In this notebook, we'll take a look at temperature data from the RWTH-1 Borehole, drilled near the main building of the RWTH. Its initial purpose was to provide geothermal energy for space heating the newly built Super-C. Unfotunately, originally predicted production temperatures of 60 °C were not met. The water, pumped from a depth of about 2 km, has a temperature of just 31 °C when reaching the surface.
But the borehole is not cold. Bottom Hole Temperatures (BHTs) of about 78.6 °C at a depth of about 2500 m suggest a normal average geothermal gradient at this location.
In this notebook, we will visualize the average temperature gradient in the borehole.
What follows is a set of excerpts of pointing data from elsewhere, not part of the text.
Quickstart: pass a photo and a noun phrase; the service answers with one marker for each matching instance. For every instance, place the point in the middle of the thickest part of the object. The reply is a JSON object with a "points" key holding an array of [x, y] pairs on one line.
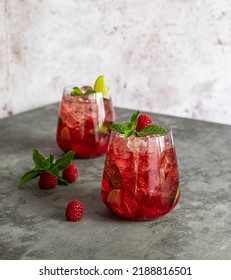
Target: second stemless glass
{"points": [[140, 179], [83, 124]]}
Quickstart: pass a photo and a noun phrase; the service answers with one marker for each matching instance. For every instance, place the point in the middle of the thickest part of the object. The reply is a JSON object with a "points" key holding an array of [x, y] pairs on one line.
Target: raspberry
{"points": [[70, 174], [47, 181], [74, 211], [143, 121]]}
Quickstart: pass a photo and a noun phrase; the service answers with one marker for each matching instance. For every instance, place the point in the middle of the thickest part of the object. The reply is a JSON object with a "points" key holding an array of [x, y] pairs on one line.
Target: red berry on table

For this, we need at least information about temperatures at the surface and at depth:
import numpy as np
import matplotlib.pyplot as plt
%matplotlib inline
import seaborn as sns
sns.set_style('whitegrid')
sns.set_context('notebook')
temp = np.array([10.5, 78.6])
depth = np.array([0, 2550])
err = np.array([2, 3])
fig = plt.figure(figsize=[5,8])
plt.fill_betweenx(depth,temp-err,temp+err, color=(.8,.8,.8), label='uncertainty interval')
plt.plot(temp,depth,'-', linewidth=4, color='black', label='mean')
plt.plot(temp-err,depth,'--', color='gray')
plt.plot(temp+err,depth,'--', color='gray')
plt.legend()
plt.ylim(depth)
plt.gca().invert_yaxis()
plt.xlabel('Temperature [°C]')
plt.ylabel('depth [m]')
Text(0, 0.5, 'depth [m]')
With this data, what is the average geothermal gradient?
grad = (temp[1]-temp[0])/(depth[1]-depth[0])*1000
print("The mean geothermal gradient over the borehole is {:.2f} K/km".format(grad))
The mean geothermal gradient over the borehole is 26.71 K/km
This is obviously just an approximation, and the real geothermal gradient over the depth might look different, i.e. not like a straight line.
Reasons for this may be:
Core measurements of the RWTH-1 well yielded an average thermal conductivity of the rocks of 2.99 W m${-1}$ K$^{-1}$ (using the geometric mean). If we neglect possible advective heat transport, we can estimate the specific heat flow in this area by applying Fourier's Law of Heat Conduction:
$$q = -\lambda \nabla T$$As we assess just the vertical specific heat flow, $\nabla T$ becomes $\frac{\partial T}{\partial z}$.
tc = 2.99 # thermal conductivity in W/(mK)
q = -tc * grad
print("The magnitude of the average specific heat flow is {:.2f} mW/m²"
.format(np.abs(q)))
print("Considering heat flow direction, the average specific heat flow is {:.2f} mW/m²"
.format(q))
The magnitude of the average specific heat flow is 79.85 mW/m² Considering heat flow direction, the average specific heat flow is -79.85 mW/m²
If we compare this value to the position on Aachen on a Heat flow map, we see that despite a lot of simplifications, the calculated specific heat flow is still in the right interval.